Так по шинелям и преодолели заграждение, хотя оно, вдобавок ко всему прочему, было еще и минировано…
— Вперед! — крикнул Рукавищников и перемахнул через проволоку. За ним проскочил Круглиевский. Денежкин каким-то образом уже находился на дзоте, из которого сыпались пулеметные трели, и, деловито отыскивая щель, исследовал его.
Невдалеке прямо перед собой Рукавишников увидел тупое рыло шестиствольного миномета. Около него суетилась прислуга. Рукавишников дал короткую очередь и, сдернув с пояса связку гранат, кинулся к миномету. Прислуга скрылась в блиндаже. Старшина забежал в блиндаж и увидел в темном углу трех гитлеровцев. Рукавишников занес руку. Сейчас он швырнет в угол связку, и она разнесет, разорвет их в клочья. Но старшина медлил. Он стоял с поднятой рукой, глядя в глаза застывшим в ужасе врагам. Затем опустил руку и сказал:
— Черт с вами! Выходи по одному.
И хотя он сказал это по-русски, немцы поняли его. С поднятыми вверх руками гуськом вышли из блиндажа и направились вниз. Там была уже наша, освобожденная от оккупантов, территория.
Солнце пошло на закат. Часам к шестнадцати придвинулись к третьей линии траншей. Гребень горы был совсем близко. Снова бежали. Рядом с Рукавишниковым громыхал сапогами Аржанов. Он так и не отставал от старшины.
Подошло подкрепление. Наступающих стало больше.
Волной вкатились в окопы. Белобрысый гитлеровец замахнулся гранатой с длинной деревянной ручкой. Старшина сбил его прикладом и, схватив гранату, бросил вслед отступающим фашистам. Денежкин, припав к трофейному пулемету, палил в их сторону. Метался разъяренный Круглиевский. Рукавишников видел, как он швырнул вниз по склону низкорослого гитлеровца.
«Ну и силища!» — успел подумать Рукавишников. В этот миг он услышал пронзительный крик Аржанова:
— Старшина!!!
Федор оглянулся. Притаившись за обломками дота, в него целился из пистолета гитлеровский офицер. У него было красивое, с тонкими, почти женскими, чертами лицо. Затем все произошло мгновенно. Аржанов бросился к офицеру, и в то же время раздался выстрел. В неимоверном грохоте боя этот выстрел не был слышен. Что-то треснуло, и Аржанов, удивленно посмотрев на Рукавишникова, опустился наземь. Офицер выскочил из-за укрытия и, петляя, как заяц, помчался по склону. Рукавишников дал ему вслед очередь, но не сбил. Офицер обернулся и выстрелил в Рукавишникова. Пуля просвистела рядом. Федор кинулся за офицером. Тот стрелял в Рукавишникова еще несколько раз. Настиг у разбитого орудия. Гитлеровец вскинул пистолет, но Рукавишников опередил его: дал очередь. Лицо исказила судорога. Офицер неуверенно шагнул к Рукавишникову и рухнул на железобетонную плиту.
Аржанов лежал лицом вверх на сухой и редкой прошлогодней траве. Увидев Рукавишникова, он попытался улыбнуться и проговорил, с усилием шевеля сухими губами:
— Он же мог тебя начисто… Вот гад…
— Спасибо, браток, — сказал Рукавишников, опускаясь на колени. Аржанов, тяжело дыша, промолчал^ Рукавишников посмотрел на него и только теперь подумал, что он совсем небольшого роста. Здесь, на обгорелой траве, Аржанов был похож на подростка, который неведомо каким путем оказался в этом аду.

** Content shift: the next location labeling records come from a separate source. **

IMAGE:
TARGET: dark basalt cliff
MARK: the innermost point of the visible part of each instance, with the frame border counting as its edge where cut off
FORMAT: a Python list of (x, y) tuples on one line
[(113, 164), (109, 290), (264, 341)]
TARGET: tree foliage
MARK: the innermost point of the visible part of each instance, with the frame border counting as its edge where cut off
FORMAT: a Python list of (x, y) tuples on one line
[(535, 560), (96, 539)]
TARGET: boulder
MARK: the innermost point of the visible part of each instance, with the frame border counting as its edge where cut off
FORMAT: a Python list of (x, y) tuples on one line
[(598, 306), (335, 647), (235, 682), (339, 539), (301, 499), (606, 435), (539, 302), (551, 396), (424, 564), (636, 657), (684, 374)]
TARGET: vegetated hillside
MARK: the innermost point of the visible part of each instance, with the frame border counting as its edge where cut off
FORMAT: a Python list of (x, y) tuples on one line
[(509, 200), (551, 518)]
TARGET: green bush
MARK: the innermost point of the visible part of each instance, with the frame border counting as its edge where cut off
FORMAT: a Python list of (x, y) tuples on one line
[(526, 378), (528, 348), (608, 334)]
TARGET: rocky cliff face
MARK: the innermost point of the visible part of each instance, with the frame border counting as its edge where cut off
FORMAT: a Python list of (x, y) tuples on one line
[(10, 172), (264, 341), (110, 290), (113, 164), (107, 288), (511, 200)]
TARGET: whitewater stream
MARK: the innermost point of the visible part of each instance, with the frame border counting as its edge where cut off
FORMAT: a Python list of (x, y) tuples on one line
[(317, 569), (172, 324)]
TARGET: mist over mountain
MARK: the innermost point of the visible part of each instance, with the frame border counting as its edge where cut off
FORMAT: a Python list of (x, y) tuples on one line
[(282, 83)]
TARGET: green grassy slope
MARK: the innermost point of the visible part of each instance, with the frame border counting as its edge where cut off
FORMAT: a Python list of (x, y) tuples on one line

Федор осмотрелся и увидел Настю.
— Сюда, Настя! Сюда! — закричал не своим голосом.
Настя сбросила сумку и, опустившись на колени, что- то тихо приговаривала, быстро и ловко накладывая повязку. Временами она косила взглядом на Рукавишникова, как бы убеждаясь, тут ли он еще или убежал.
— Так я пошел, — сказал Рукавишников, потоптавшись.
И побежал в гору. В пути подумал об Аржанове и о словах капитана из парткомиссии, который накануне говорил ему о первом партийном поручении. В это время раздалось ни с чем не сравнимое ликующее «ура». Мимо пробежал Денежкин.
— Наше знамя на вершине! Знамя-а!
Кое-где гитлеровцы еще огрызались, отстреливались, но Федор понял, что враг был сломлен окончательно. Федор бежал трудно. Каждый шаг ему давался гораздо тяжелее, чем много сотен шагов до этого. Голова кружилась. Перед глазами поплыли круги. Он был ранен. Когда ранило — не знал. Может быть, когда брали третью траншею, а может, позже, когда преследовал офицера.